Dhe greatest force of change in human history is neither the far-reaching social design nor courageous political action. The greatest force of change is technical progress, as the economist Oded Galor impressively described in his brilliant book “The Journey of Humanity – The Journey of Humanity through the Millennia”, which was also published in German a good six months ago.
Nothing has thrown human history off its millennia-long rather quiet and inert path quite like the First Industrial Revolution, which began in Britain in the late 18th century. It was also the time when Enlightenment thinkers, for example in Scotland, were formulating liberal ideas. Examples include David Hume and Adam Smith, who in his masterpiece “The Wealth of Nations” developed the basics of the market economy through a critical examination of mercantilism.
The Industrial Revolution brought the first flowering of liberalism and a powerfully developing economy that went hand in hand with advances in civilization and a considerable increase in life expectancy. However, the 19th century was also the century of the development of power, both political and economic. This world came to an end in the First World War, a murder that had only become possible in its hitherto unknown dimensions through technical progress and the industrial production of war equipment.
The First World War was followed by the interwar period characterized by political, economic and social uncertainty, which came to a horrific end with the Second World War. After that, the conviction that had already grown in the years up to 1945 that the liberalism of the 19th century had failed just as much as the economic and social models based on the strong regulatory influence of the state grew, not only in Germany.
break with beliefs
The idea that a free economic and social order needs to be flanked by a state that sets rules and guarantees has found resonance. In Germany, it found its realization in the social market economy, which broke with some beliefs. In retrospect, of all the elements of the social market economy, apart from the plea for free prices, the declaration of war on economic power is the most remarkable in view of the German tradition, which tended to idealize power.
The 1950s are often referred to as the heyday of the social market economy, but by the 1960s its luster had faded, and in the 1970s it faced serious headwinds.
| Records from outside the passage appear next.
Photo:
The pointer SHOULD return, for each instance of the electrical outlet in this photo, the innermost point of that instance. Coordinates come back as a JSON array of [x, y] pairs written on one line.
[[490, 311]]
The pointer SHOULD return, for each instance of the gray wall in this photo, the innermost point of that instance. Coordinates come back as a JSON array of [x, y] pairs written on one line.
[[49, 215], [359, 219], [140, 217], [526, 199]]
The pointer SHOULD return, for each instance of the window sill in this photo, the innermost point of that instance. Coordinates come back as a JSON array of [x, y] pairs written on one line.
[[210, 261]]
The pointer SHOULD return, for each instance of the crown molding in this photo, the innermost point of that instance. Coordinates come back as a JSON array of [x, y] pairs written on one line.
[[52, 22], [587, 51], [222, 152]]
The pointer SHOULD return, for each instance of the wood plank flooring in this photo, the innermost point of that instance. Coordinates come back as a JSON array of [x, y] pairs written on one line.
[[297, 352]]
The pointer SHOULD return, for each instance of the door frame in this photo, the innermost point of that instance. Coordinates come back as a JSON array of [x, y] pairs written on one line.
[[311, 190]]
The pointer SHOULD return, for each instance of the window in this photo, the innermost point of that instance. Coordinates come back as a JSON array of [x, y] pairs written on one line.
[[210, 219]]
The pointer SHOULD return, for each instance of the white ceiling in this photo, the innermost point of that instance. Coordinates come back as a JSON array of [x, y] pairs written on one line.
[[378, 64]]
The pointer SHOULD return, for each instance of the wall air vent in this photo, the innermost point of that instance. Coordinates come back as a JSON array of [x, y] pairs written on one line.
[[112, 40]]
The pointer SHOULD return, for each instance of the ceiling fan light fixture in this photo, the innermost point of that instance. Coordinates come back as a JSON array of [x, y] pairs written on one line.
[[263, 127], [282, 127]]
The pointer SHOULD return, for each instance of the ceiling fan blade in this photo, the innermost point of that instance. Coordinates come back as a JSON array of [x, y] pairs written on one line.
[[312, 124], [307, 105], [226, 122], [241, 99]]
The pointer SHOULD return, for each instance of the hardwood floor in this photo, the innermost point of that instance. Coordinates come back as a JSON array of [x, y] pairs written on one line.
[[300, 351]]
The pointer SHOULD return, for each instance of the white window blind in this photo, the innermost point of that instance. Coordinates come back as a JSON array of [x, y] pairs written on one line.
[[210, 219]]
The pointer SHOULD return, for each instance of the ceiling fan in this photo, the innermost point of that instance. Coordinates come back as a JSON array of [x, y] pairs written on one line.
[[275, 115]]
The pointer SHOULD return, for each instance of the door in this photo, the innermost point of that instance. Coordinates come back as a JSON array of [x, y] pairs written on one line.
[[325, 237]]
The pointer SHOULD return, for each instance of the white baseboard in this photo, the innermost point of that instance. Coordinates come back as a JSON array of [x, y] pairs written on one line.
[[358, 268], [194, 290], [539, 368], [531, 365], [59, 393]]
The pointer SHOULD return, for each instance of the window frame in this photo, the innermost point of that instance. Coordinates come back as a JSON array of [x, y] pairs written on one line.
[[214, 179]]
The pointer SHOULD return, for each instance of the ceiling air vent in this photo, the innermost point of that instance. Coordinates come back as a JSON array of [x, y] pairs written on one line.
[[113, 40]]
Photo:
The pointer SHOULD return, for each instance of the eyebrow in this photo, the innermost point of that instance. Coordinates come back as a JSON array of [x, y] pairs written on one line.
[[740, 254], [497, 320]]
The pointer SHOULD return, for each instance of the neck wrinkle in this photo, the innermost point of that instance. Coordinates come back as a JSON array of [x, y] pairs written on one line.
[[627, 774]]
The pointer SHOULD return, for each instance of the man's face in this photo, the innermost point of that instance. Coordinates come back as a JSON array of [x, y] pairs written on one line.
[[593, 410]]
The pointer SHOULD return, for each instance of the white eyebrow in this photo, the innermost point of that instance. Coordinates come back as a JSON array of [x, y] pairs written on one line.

Why was this?
The first epoch of the post-war period can be understood economically as the arrival in Europe of the standardized mass production of consumer goods known as Fordism. Together with the post-war reconstruction boom, there was strong economic growth supported by sustained increases in productivity, the momentum of which allowed its fruits to be shared among companies and employees. Ludwig Erhard’s conviction that the social aspect of the market economy consists above all in the growing consumption opportunities of a working population was confirmed in this environment.